It's wild how consistently "nonbinary" gets treated as just a spicier flavour of transmasculinity, and not a range of identities both transfeminine and transmasculine people both hold. Within trans online spaces, transfemininity is seen as almost anathema to being nonbinary.
It's like, either you're a feminine cis man who is still cis, like a femboy, or cross-dresser, or you're a binary transgender woman 'gender conformist' who has an absolutely uncomplicated relationship to her gender. There's no in-between, and any sign that a transgender woman might have a more complicated relationship to her gender is grounds to exile her to the former category of femboy or cross-dresser.
Being nonbinary is only socially permissible in transgender spaces when you're transmasculine, because transfemininity is subjected to such intense scrutiny that that anything short of swearing an oath of undying loyalty to Artemis that you will forever and exclusively be a woman is grounds to treat you as a male cross-dresser.
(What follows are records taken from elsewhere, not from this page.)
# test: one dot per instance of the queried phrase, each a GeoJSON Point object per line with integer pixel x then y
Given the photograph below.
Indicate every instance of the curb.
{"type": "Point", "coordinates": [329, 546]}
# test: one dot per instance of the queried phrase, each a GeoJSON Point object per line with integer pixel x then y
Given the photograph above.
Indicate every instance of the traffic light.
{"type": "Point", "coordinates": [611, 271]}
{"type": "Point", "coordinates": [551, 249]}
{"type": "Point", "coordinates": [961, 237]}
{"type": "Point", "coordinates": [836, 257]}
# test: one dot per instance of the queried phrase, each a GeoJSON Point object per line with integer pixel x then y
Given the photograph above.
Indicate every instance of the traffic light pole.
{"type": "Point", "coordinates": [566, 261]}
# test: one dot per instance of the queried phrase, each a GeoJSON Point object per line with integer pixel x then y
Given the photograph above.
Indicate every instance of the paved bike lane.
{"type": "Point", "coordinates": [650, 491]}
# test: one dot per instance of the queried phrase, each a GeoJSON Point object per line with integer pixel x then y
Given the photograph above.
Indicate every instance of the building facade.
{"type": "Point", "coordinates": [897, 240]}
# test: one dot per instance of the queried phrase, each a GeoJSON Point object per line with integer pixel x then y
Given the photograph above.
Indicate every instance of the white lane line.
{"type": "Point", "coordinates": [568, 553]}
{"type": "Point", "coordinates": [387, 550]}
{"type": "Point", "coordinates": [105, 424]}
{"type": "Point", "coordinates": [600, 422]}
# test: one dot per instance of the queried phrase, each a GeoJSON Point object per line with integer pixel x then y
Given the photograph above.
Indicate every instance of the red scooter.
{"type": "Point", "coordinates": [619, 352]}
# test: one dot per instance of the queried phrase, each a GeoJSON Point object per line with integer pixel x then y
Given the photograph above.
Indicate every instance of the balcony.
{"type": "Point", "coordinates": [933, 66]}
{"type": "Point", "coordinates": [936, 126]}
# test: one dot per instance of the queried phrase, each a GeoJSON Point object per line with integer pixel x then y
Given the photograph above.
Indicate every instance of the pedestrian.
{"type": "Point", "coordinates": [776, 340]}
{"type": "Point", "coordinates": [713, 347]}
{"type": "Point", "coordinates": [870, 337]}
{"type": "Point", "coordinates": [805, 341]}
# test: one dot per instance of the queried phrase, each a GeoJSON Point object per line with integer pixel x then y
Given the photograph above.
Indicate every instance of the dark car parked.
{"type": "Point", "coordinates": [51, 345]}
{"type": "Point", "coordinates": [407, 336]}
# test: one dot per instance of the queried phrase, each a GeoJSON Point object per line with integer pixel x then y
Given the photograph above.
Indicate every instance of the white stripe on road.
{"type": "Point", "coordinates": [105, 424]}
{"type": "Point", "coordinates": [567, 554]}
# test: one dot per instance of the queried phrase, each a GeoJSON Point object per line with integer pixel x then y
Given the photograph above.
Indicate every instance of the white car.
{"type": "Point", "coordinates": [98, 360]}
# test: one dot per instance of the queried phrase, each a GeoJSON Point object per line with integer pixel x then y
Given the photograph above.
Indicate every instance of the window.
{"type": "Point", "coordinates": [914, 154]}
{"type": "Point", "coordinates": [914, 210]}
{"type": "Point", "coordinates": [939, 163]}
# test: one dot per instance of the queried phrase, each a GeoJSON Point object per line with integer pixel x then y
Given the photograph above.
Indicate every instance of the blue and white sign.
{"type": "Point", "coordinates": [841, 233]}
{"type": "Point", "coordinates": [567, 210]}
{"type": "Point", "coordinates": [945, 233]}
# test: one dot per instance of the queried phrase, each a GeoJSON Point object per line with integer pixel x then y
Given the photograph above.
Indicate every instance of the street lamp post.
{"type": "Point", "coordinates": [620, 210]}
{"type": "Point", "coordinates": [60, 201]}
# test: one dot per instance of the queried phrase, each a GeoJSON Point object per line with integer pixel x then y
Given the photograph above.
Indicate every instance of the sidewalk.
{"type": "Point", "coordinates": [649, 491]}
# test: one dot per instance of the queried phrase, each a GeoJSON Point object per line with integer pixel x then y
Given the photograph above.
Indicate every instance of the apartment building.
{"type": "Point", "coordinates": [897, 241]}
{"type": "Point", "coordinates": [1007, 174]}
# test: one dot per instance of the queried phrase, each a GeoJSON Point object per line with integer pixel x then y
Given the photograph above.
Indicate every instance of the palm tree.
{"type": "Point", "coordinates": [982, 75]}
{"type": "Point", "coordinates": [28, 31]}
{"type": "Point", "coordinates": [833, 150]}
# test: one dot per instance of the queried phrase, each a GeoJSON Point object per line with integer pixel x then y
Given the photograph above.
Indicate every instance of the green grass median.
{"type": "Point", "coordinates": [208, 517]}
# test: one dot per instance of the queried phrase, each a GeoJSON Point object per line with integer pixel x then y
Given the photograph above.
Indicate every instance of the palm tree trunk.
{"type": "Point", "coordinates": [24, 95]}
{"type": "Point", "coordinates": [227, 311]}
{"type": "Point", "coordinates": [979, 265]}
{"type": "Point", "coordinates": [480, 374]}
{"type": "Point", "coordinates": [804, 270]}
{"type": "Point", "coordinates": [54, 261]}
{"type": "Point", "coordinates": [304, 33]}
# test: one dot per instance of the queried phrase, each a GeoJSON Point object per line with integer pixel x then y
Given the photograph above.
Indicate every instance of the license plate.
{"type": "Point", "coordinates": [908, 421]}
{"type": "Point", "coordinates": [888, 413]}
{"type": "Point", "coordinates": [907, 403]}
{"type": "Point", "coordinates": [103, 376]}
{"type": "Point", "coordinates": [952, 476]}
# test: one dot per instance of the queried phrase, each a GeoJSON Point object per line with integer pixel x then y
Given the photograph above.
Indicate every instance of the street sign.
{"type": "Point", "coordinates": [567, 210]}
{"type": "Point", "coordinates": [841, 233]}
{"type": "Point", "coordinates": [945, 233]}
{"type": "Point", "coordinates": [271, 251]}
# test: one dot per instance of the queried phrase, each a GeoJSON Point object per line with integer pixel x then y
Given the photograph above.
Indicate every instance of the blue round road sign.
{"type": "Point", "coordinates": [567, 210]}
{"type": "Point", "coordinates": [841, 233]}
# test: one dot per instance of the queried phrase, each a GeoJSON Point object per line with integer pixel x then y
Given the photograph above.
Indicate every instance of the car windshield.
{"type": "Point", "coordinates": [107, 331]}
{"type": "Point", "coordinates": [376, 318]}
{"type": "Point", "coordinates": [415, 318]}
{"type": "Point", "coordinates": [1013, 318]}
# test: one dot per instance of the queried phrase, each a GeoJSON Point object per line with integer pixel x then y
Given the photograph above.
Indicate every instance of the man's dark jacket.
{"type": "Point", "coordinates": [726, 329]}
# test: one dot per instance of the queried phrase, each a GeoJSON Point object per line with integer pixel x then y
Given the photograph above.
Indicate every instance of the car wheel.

You can see this in a lot "androgynous" fashion styles as well, especially in what bodies get to be counted as androgynous. Typically, the bodies are white, thin, and (stereotypically) feminine, save for the absence of boobs, while the clothing is (stereotypically) masculine. The fact that this is an idealization of transmasculinity is not an accident, and it makes transfeminine nonbinary people hoping to be socially read as such extremely difficult.
The only alternative for them is the 'man in dresses' stereotype, which not only reduces them to the status of a cross-dresser, but which is constantly fetishized and repackaged as "gender fuckery" by TME people who think it's exotic. And I know some transfem nonbinary people get a lot out of this, I know a few of them, but for the vast majority of us, it's a complete misrepresentation of how we actually want to present.
These fashion and body standards are not the cause of this pattern so much as the shared effect of the pervasive transmisogyny directed against transfemininity which constructed transfemininity and nonbinary identity as anathema to begin with.
This anathema is typically employed against transfeminists as well. I am nonbinary, and yet I could not tell you the massive stream of people accusing me of being a binary trans woman who denies the existence of nonbinary people and who do not believe me when I try to explain otherwise.
When people say transfeminism is "exorsexist", what they mean is that they can't understand transfeminine people as nonbinary, that they refuse to recognize our identities, or to understand our experiences.
Either we're cross-dressers, or gender conformists. Either we're men, or anti-feminists. Transfems are denied a gender identity.